Ali İhsan Göğüş (1923 – 22 July 2011) was a Turkish journalist, politician and former government minister.

==Life==
Ali İhsan Göğüş was born in Gaziantep in 1923. He completed the Kabataş High School in Istanbul, and graduated from the School of Letters of Istanbul University. In 1951, he married Nezahat Alemdar Göğüş. He is the father of Zeynep Göğüş, a journalist. Göğüş died in Istanbul on 22 July 2011.

==Journalism career==
He served as the editor-in-chief of Türk Haberler Ajansı ("Turkish News Agency"), and the newspapers Dünya, Akşam and Cumhuriyet. He also served as the editor of the periodical Kim. Between 1984 and 1990, he was the vice speaker of Radio and Television Supreme Council.

==Politics==
In 1945, he joined the Republican People's Party (CHP). In 1961, he was nominated for the Constituent Assembly of Turkey by the CHP. In the next three terms during the 12th, 13th and the 14th Parliament of Turkey between 15 October 1961 and 5 June 1977, he was a deputy of the CHP from Gaziantep Province.

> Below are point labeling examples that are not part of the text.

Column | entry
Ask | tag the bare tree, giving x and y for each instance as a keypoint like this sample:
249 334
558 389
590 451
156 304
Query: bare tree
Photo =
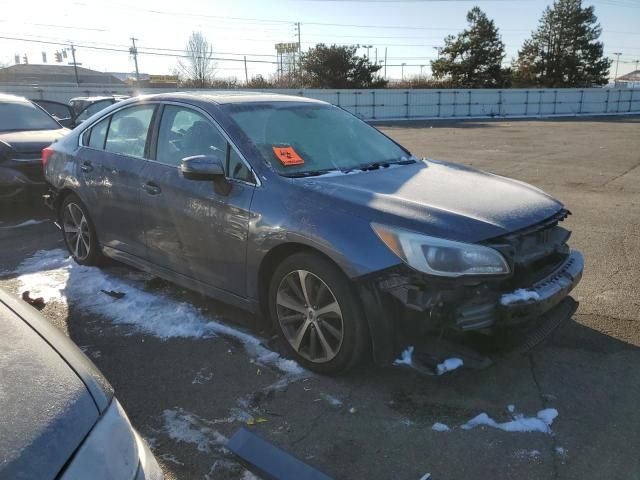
198 65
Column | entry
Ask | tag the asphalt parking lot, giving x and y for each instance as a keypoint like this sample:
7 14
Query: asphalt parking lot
186 389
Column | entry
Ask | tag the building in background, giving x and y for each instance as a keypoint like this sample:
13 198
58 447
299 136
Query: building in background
30 74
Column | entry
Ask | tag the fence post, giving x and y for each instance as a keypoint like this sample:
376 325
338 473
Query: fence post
619 97
373 103
355 95
407 103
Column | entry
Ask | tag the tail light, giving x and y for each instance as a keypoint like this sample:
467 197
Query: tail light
46 155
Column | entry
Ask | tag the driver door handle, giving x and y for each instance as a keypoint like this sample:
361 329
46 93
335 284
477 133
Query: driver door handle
151 188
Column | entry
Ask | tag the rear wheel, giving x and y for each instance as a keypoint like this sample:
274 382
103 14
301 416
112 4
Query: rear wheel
78 232
317 313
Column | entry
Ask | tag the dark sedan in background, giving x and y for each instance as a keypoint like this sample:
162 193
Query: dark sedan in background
298 209
59 417
25 129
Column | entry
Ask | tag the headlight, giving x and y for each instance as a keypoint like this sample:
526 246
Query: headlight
437 256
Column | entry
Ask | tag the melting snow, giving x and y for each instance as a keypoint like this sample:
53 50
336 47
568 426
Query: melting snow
405 357
448 365
540 423
440 427
53 275
519 295
23 224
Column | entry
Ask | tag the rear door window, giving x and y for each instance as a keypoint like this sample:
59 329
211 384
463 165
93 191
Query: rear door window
98 134
184 133
129 129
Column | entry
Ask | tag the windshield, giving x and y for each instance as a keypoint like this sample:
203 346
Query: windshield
24 116
295 138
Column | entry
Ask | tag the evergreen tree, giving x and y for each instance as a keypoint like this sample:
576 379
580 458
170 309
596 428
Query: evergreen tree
564 51
473 59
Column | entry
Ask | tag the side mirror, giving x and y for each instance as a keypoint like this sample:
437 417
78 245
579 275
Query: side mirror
202 167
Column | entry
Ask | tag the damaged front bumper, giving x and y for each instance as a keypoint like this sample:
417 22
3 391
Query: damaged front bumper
545 294
429 304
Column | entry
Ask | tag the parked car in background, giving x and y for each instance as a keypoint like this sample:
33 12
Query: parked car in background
78 109
60 419
25 129
62 112
298 209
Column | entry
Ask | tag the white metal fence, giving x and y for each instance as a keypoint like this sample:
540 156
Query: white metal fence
391 104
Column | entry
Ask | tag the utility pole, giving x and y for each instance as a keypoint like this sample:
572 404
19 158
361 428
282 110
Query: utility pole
134 51
75 65
617 54
385 63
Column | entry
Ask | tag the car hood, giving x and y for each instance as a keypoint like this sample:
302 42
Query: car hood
438 198
30 142
46 409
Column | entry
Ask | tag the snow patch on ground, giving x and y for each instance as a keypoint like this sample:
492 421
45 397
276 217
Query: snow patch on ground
183 426
527 454
519 295
53 275
406 358
540 423
448 365
440 427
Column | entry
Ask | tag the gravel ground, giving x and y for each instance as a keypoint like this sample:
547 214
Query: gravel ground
186 394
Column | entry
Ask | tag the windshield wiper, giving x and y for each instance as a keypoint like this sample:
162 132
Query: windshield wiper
377 165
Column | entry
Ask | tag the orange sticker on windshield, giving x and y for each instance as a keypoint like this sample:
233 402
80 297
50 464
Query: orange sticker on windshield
288 156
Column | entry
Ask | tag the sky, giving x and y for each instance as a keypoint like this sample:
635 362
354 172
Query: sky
409 31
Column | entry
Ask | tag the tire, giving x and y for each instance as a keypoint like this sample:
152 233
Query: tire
330 334
74 217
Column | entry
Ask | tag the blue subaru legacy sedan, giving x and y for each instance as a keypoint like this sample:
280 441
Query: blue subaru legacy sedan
298 210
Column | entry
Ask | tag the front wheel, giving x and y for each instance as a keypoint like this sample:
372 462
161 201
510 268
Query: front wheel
317 313
78 232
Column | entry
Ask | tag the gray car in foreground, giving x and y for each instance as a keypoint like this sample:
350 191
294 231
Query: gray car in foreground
297 209
59 417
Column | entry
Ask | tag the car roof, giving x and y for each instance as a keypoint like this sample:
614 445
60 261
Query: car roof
235 96
6 98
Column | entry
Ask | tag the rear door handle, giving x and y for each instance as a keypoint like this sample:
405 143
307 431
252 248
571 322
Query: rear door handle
151 188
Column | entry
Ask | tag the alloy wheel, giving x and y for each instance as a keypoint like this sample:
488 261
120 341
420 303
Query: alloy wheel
76 231
309 316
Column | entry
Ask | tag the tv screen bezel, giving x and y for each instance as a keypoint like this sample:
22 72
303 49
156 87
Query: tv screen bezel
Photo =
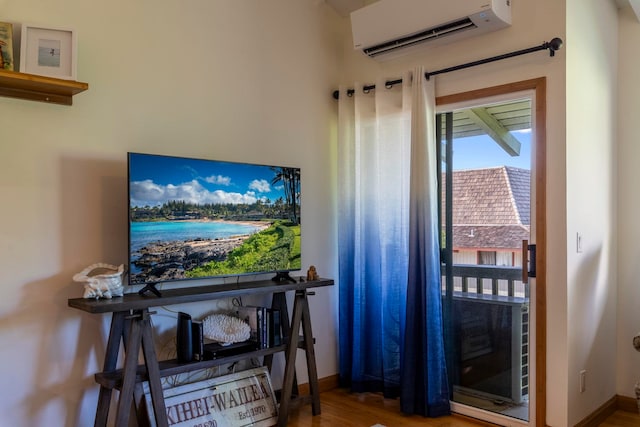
281 274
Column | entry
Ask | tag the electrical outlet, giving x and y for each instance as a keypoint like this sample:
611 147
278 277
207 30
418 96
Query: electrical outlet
579 242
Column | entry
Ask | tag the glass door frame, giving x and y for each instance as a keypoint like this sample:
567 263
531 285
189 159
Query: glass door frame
536 88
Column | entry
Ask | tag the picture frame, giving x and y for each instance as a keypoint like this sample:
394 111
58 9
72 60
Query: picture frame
6 46
50 52
242 399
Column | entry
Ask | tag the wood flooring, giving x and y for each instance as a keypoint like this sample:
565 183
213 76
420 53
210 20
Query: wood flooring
344 409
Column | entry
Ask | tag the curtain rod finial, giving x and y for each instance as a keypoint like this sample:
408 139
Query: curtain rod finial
555 44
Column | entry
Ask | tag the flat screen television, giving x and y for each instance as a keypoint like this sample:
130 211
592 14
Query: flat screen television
198 219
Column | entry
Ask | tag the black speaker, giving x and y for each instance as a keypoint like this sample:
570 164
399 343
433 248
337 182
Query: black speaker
197 340
184 338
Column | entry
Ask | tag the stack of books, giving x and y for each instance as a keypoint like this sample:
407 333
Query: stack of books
266 328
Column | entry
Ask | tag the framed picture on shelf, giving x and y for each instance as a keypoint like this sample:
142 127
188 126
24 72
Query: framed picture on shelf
6 46
50 52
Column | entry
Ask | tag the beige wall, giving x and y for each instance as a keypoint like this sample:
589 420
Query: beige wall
232 80
628 360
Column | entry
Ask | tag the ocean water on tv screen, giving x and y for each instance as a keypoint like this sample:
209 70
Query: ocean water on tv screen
143 233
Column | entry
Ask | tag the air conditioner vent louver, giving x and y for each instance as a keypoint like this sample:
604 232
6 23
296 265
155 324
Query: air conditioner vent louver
387 29
432 33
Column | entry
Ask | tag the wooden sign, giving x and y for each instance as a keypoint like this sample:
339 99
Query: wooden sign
242 399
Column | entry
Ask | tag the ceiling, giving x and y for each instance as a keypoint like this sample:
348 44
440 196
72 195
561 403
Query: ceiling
496 121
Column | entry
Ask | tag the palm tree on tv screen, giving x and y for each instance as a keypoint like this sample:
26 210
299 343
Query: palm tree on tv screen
290 179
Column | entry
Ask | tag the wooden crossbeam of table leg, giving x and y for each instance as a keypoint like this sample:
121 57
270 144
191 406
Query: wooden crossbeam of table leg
312 370
153 372
116 334
129 372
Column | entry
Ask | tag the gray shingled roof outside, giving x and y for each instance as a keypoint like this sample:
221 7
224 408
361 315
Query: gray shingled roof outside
491 208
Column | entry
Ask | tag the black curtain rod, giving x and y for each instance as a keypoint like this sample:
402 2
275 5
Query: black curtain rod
554 45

In the 28th government of Turkey, he was appointed Minister of Tourism serving between 25 December 1963 and 20 February 1965. During the split in the CHP, he left the party and joined the Republican Reliance Party (CGP). In the 34th government of Turkey between 11 December 1971 and 22 May 1972, he was the Minister of State.